If this occurs over a short interval of time then the linear momentum of the satellite and the burnt fuel can be considered to be conserved as is done when deriving the rocket equation.
A: 
Is Total work done = change in kinetic energy or change in total energy?

The energy conservation law always includes all energy. If you from the outside add or remove energy to a system, via heat or work, you must add/remove that in the energy conservation equation as well.
$$\sum E_\text{before}+W+Q=\sum E_\text{after}$$
In order to use this equation, you first must choose a system. Is your system the Earth-and-satellite? Or is it just the satellite?

*

*If your system is just the satellite, then only kinetic energy is involved within the system (and heat is not relevant):
$$KE_\text{before}+W=KE_\text{after}\quad\Leftrightarrow \quad W=\Delta KE$$


*If your system is the Earth-and-satellite, then there is also gravitational potential energy changing within this system:
$$KE_\text{before}+GPE_\text{before}+W=KE_\text{after}+GPE_\text{after}\quad\Leftrightarrow \quad W=\Delta KE+\Delta GPE$$
The former, $W=\Delta KE$, is what is typically referred to as the work-energy theorem. It is the energy conservation law simplified for a specific scenario. I would not recommend using it, though. Rather, just start from the general energy conservation law every time and you'll avoid confusion of which energies to include.
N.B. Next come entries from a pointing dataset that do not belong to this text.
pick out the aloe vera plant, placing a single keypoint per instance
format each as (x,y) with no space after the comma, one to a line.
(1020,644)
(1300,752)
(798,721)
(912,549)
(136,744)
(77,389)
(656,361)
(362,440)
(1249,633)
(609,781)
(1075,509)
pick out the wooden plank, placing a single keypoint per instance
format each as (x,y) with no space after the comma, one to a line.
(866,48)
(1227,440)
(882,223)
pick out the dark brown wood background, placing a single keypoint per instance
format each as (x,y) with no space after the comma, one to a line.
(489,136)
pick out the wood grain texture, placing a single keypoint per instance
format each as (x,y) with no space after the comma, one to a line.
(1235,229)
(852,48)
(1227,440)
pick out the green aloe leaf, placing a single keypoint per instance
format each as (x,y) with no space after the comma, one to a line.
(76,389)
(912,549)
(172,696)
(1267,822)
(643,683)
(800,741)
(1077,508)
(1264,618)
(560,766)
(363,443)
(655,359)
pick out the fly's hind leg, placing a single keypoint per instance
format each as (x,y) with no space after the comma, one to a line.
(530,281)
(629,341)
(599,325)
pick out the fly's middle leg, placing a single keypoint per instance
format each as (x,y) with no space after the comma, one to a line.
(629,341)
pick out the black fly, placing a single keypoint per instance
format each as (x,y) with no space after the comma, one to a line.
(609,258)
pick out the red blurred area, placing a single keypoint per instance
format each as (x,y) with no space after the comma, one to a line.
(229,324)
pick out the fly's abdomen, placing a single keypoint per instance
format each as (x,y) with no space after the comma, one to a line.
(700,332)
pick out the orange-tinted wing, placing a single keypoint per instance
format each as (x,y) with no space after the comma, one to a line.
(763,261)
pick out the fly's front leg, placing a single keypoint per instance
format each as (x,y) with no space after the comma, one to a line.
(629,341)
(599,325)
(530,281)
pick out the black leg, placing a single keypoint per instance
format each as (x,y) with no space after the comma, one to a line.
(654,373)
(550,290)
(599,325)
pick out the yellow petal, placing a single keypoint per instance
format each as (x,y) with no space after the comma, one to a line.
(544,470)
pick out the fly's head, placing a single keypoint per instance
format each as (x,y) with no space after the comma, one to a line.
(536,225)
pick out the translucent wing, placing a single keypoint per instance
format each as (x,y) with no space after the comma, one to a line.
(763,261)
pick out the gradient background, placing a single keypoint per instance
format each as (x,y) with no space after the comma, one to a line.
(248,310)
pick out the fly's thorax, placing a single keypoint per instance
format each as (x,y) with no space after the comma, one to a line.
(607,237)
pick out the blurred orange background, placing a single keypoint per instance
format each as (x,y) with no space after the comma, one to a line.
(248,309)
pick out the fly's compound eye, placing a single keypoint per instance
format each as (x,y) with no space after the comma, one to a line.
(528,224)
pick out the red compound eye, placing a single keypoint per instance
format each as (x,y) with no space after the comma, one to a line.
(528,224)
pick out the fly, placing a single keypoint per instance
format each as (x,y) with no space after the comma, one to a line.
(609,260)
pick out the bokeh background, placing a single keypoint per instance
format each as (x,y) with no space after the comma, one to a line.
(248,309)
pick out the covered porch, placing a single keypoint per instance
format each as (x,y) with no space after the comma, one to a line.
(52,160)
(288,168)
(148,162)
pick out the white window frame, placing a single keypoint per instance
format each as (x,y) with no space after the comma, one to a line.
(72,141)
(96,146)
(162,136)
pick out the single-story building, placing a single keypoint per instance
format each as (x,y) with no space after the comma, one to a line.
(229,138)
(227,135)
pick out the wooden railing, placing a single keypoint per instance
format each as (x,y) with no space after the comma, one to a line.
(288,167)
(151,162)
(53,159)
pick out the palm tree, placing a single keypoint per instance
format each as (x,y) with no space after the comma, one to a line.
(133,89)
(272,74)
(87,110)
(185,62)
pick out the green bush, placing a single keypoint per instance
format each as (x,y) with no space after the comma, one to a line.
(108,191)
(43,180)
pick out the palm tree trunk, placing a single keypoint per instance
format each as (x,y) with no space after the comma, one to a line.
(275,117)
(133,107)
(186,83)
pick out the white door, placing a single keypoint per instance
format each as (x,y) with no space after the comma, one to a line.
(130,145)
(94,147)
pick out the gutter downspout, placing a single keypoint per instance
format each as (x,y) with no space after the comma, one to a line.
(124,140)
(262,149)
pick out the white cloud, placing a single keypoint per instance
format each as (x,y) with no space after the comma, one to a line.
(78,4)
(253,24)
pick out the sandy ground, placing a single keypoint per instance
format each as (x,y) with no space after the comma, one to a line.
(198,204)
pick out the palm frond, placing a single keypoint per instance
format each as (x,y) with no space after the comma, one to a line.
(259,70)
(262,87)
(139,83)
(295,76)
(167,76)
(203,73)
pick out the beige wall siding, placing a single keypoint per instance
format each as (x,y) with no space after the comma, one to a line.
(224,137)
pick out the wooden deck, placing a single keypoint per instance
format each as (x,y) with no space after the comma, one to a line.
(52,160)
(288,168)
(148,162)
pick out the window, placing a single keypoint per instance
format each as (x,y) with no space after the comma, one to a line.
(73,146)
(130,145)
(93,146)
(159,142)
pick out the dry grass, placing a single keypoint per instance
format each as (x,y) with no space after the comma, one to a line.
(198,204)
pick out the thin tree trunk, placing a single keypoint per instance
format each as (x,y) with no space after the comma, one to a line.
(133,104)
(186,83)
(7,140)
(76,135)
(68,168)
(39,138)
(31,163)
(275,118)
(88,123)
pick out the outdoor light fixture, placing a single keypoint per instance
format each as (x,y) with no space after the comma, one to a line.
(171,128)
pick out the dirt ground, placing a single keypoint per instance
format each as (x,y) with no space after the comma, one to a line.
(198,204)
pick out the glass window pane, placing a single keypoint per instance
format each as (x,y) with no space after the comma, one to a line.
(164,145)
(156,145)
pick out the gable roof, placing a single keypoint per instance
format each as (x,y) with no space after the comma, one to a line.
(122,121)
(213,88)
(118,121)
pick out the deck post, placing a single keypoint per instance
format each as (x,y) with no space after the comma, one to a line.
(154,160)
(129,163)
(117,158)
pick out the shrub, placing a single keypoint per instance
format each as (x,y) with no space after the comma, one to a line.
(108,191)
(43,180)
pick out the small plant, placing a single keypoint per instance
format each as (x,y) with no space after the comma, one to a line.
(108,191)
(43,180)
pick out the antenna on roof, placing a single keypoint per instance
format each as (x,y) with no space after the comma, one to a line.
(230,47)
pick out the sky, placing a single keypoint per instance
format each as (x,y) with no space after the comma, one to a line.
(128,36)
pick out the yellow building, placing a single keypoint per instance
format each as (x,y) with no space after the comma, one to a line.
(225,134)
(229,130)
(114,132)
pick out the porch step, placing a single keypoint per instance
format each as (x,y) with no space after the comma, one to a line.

In this scenario, what is the total work done? In the question I was doing, the answers stated that the total work done in moving the satellite to a higher orbit was the change in total energy.

I think you mean, what is the total external work done. That would be the $W$ in the equations above.
And yes, as you can see in the equations above $W$ is always equal to the total energy change, not just to the kinetic energy change. Sometimes kinetic energy is the only thing that changes, though, which is why you might have seen that often.

Also, does the presence of both conservative and non-conservative forces affect the calculation for total work done?

It depends on whether the conservative forces act externally or within.

*

*In the first scenario above with the satellite system, the conservative force of gravity is an external force. The work it does is thus included in $W$.

*In the second scenario with the Earth-and-satellite system, gravity is an internal force. So it is not included in $W$. Instead, gravity is the cause of GPE being present.

So, as you can see, all forces are always included, but conservative forces in particular can either contribute with work or with potential energy. Whenever you see a GPE term in your equation, then that is the work done by gravity (and then that work is not included in the $W$ term).